What would this public-private partnership for contact tracing look like?
When a patient first goes for a COVID-19 test, the healthcare provider would explain contact tracing and ask the patient to begin compiling a list of contacts, and advise them to self-isolate until the test results are ready.
If the test is positive (which occurs in around 10% of cases), the healthcare provider can submit the already-developed contact list — including contacts and types of exposure into a software already used by the health department.
Drawing from the software, the health department would trace each contact and stay connected to monitor exposures, while the healthcare system continues to care for the original patient and any others identified who fall ill.
This partnership of public health efforts with private healthcare providers enlists doctors to take on an additional — and important — role: educating patients on contact tracing, facilitating list creation, and following up with both the original patient and new patients identified in the process.

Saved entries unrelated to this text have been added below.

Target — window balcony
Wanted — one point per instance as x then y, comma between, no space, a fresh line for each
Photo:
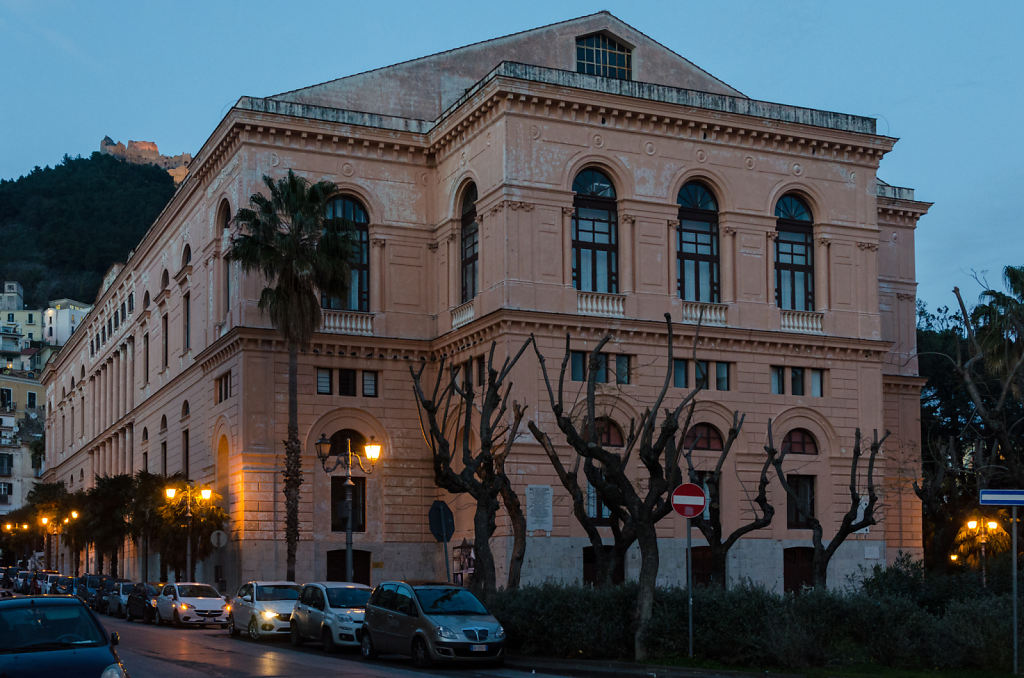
464,313
596,303
346,322
706,313
802,321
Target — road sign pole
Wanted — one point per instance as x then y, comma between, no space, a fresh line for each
689,584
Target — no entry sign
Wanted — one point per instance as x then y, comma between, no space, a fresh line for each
688,500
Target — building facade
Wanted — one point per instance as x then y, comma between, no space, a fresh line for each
579,178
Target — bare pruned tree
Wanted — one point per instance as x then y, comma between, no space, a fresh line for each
638,503
711,526
446,417
851,523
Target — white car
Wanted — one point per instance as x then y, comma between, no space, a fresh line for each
331,612
190,603
262,608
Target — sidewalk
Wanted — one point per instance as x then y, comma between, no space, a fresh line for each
627,669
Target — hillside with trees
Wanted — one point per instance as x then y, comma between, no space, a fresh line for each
61,227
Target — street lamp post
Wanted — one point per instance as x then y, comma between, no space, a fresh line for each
188,492
372,451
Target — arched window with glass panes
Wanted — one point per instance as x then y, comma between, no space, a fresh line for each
794,254
595,232
351,210
470,244
696,245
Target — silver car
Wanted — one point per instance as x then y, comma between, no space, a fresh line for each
331,612
430,622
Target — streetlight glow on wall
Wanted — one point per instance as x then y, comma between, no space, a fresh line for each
372,453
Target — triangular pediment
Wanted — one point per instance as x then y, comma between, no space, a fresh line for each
424,87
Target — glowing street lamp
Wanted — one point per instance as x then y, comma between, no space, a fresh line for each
372,453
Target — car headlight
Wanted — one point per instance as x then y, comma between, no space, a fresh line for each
446,633
113,671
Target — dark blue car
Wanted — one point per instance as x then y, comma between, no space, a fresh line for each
54,636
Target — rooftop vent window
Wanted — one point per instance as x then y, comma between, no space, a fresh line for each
600,55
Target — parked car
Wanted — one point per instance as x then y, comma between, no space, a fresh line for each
117,598
141,603
331,612
430,622
190,603
55,636
262,608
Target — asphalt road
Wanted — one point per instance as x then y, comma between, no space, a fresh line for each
151,651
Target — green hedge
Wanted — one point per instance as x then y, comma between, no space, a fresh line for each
753,628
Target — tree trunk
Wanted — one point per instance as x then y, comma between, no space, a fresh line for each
293,463
647,541
518,519
483,527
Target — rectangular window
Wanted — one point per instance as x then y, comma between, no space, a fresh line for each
579,366
184,453
145,357
163,327
186,322
817,383
722,376
369,383
223,386
800,510
346,382
622,369
797,381
700,374
679,373
339,516
323,381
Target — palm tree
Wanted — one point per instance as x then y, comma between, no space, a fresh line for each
288,239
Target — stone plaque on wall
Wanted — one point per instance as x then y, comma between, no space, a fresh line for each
538,508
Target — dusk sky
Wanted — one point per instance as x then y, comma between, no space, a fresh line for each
943,77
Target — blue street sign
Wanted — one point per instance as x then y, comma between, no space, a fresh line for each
1001,498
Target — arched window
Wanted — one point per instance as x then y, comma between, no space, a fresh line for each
354,214
696,245
702,436
470,244
800,441
794,255
595,237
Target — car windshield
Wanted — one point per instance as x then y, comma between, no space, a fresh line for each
198,591
346,597
444,600
278,592
36,628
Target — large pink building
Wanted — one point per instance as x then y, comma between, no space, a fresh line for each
576,178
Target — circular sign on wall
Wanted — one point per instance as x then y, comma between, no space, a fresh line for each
688,500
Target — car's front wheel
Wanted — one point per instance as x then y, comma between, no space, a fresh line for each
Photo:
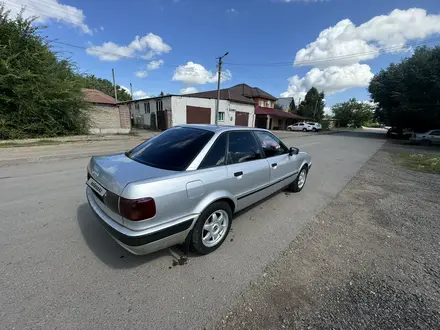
212,227
300,181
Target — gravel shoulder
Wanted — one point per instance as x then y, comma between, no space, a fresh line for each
370,260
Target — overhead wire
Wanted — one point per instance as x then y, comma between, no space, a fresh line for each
335,58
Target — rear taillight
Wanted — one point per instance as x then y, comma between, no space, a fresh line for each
137,209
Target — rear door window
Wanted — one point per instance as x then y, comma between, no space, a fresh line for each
271,145
217,154
174,149
242,147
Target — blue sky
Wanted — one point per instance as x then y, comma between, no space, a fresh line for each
178,41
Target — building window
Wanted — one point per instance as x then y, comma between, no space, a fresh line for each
159,105
147,107
221,116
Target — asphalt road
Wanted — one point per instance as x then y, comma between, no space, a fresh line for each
60,269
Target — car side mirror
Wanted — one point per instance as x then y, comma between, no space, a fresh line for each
293,151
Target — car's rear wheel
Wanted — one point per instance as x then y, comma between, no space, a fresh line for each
212,227
300,181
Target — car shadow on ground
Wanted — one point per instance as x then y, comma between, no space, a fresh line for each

Currently, healthcare providers are not reimbursed for any conversations or workaround contact tracing. Their priority — and the only work they are paid for — is the sick patient in front of them, not potential patients in the community.
We can rectify that by creating a new, specific ICD-10 payment code for health insurance reimbursement after successful monitoring of a case, identification of contacts, and logging the information into the software.
The providers would be trained, regulated and held to strict quality standards by the local and state health departments and the CDC.
Privacy concerns, as well, are addressed by keeping contact tracing within the care team, which already follows HIPPA regulations. Likewise, the patient would be comforted and have confidence in the process given his or her doctor’s close collaboration with the health department.
We know from the successful South Korean experience that COVID-19 can be contained without a lockdown, largely due to the successful implementation of contact tracing. We can do the same in America and Tennessee. A trusted public-private partnership can make it happen.
Dr. Manoj Jain, M.D., M.P.H., is an infectious disease and health policy expert, and Dr. Bill Frist, M.D., is a former U.S. Senator and heart-lung transplant surgeon. This is part of series of article to help us understand and adjust to the new normal of COVID-19.